Para chegar a essa conclusão, os cientistas analisaram os dados de 75.170 mulheres com idade média de 50,4 anos que participaram do Estudo de Saúde das Enfermeiras e de 48.400 homens com idade média de 54,3 anos. anos examinados para o estudo de acompanhamento dos profissionais de saúde.

Durante um período de acompanhamento de 26 anos, os pesquisadores contaram um total de 3.978 cânceres de pele entre esses indivíduos. Ao serem solicitados a preencher questionários nutricionais detalhados a cada quatro anos, os cientistas também puderam estudar sua ingestão de vitamina A. Eles descobriram que os voluntários que tinham maior ingestão de vitamina A tinham um risco menor de desenvolver carcinoma de células escamosas. .

Homogeneidade da população estudada

"Neste grande estudo prospectivo de homens e mulheres americanos, descobrimos que uma maior ingestão geral de vitamina A, retinol e vários carotenóides individuais, incluindo beta criptoxantina, licopeno, luteína e zeaxantina, foi associada a um menor risco de (carcinoma espinocelular) ", escrevem os pesquisadores.

Se este estudo é um bom começo para entender quais fatores alimentares podem influenciar o risco de câncer de pele, os pesquisadores admitem algumas limitações ao estudo. De fato, a população do estudo consistia exclusivamente de brancos, profissionais de saúde e educados. Além disso, para estudos adicionais, pessoas de populações mais diversas devem ser seguidas.

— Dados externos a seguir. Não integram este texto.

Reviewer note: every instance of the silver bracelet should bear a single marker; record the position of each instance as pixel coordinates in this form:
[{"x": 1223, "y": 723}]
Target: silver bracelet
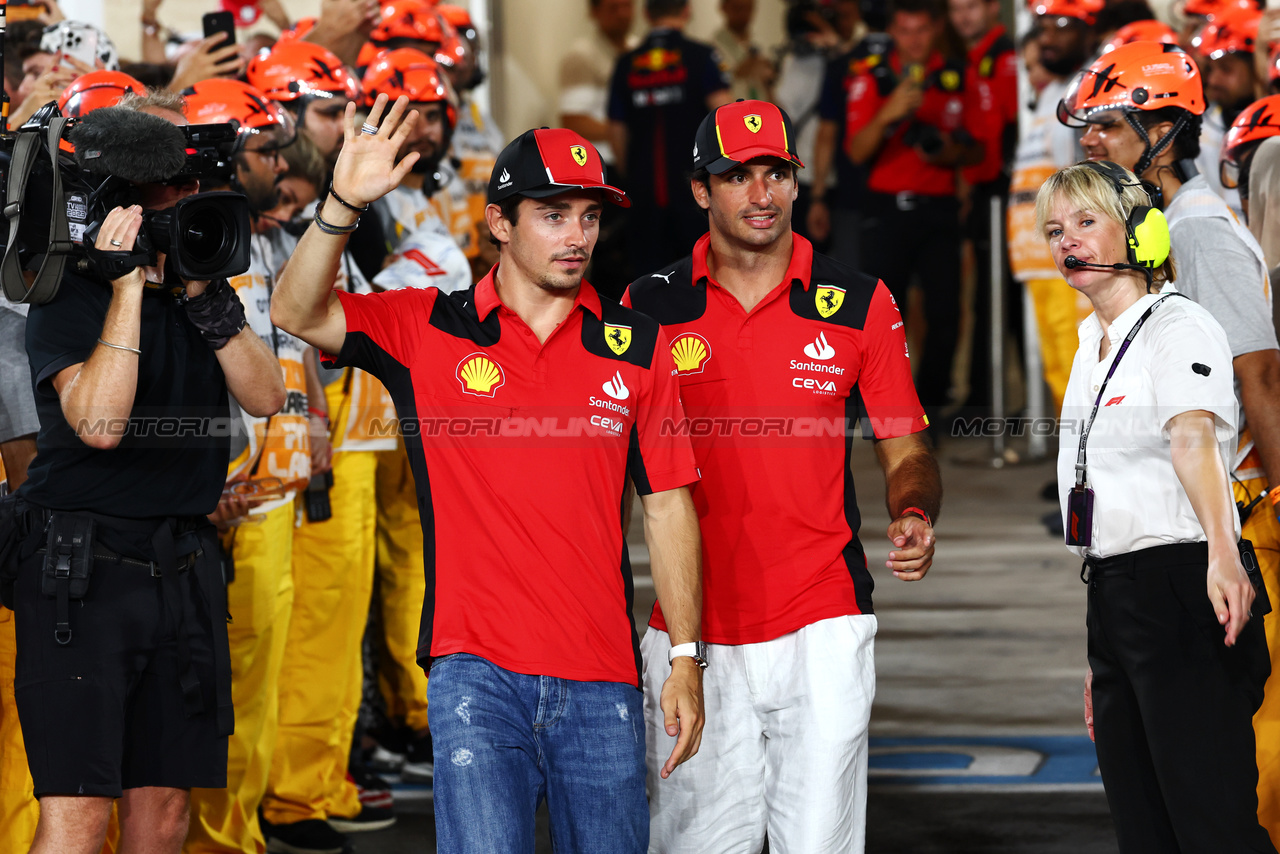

No entanto, "o câncer de pele não é comum em pessoas não brancas", observam pesquisadores que apóiam a idéia de que a ingestão adequada de vitamina A poderia ajudar a impedir o desenvolvimento de câncer de pele.

"A suplementação de vitamina A e vitamina A pode ser benéfica"

E para concluir: "encontramos uma associação inversa entre a vitamina A e a ingestão de carotenóides e o risco de desenvolvimento da pele (carcinoma de células escamosas), que apóia o papel protetor da vitamina A contra o desenvolvimento de (carcinoma de células escamosas) Nossos dados sustentam a alegação de que a suplementação com vitamina A e vitamina A na dieta pode ser benéfica na prevenção de (carcinoma de células escamosas) ".

Este último pode ser favorecido pela exposição crônica ao sol, histórico de radioterapia, cicatrizes crônicas, condições inflamatórias crônicas ou infecções por papilomavírus, especialmente nas regiões genitais.

Na França, onde quase 60.000 novos casos de câncer de pele são diagnosticados a cada ano de acordo com a Liga contra o câncer, a ANSES recomenda consumir 750 μg (micrograma) de vitamina A diariamente para homens e 650 μg para homens. mulheres Para crianças, as "referências nutricionais antigas (ingestão dietética recomendada ou CNA) variaram de 450 a 550 μg de ER (equivalente a retinol, NDLR), dependendo da faixa etária e atualmente estão sendo reavaliadas", observe o Anses.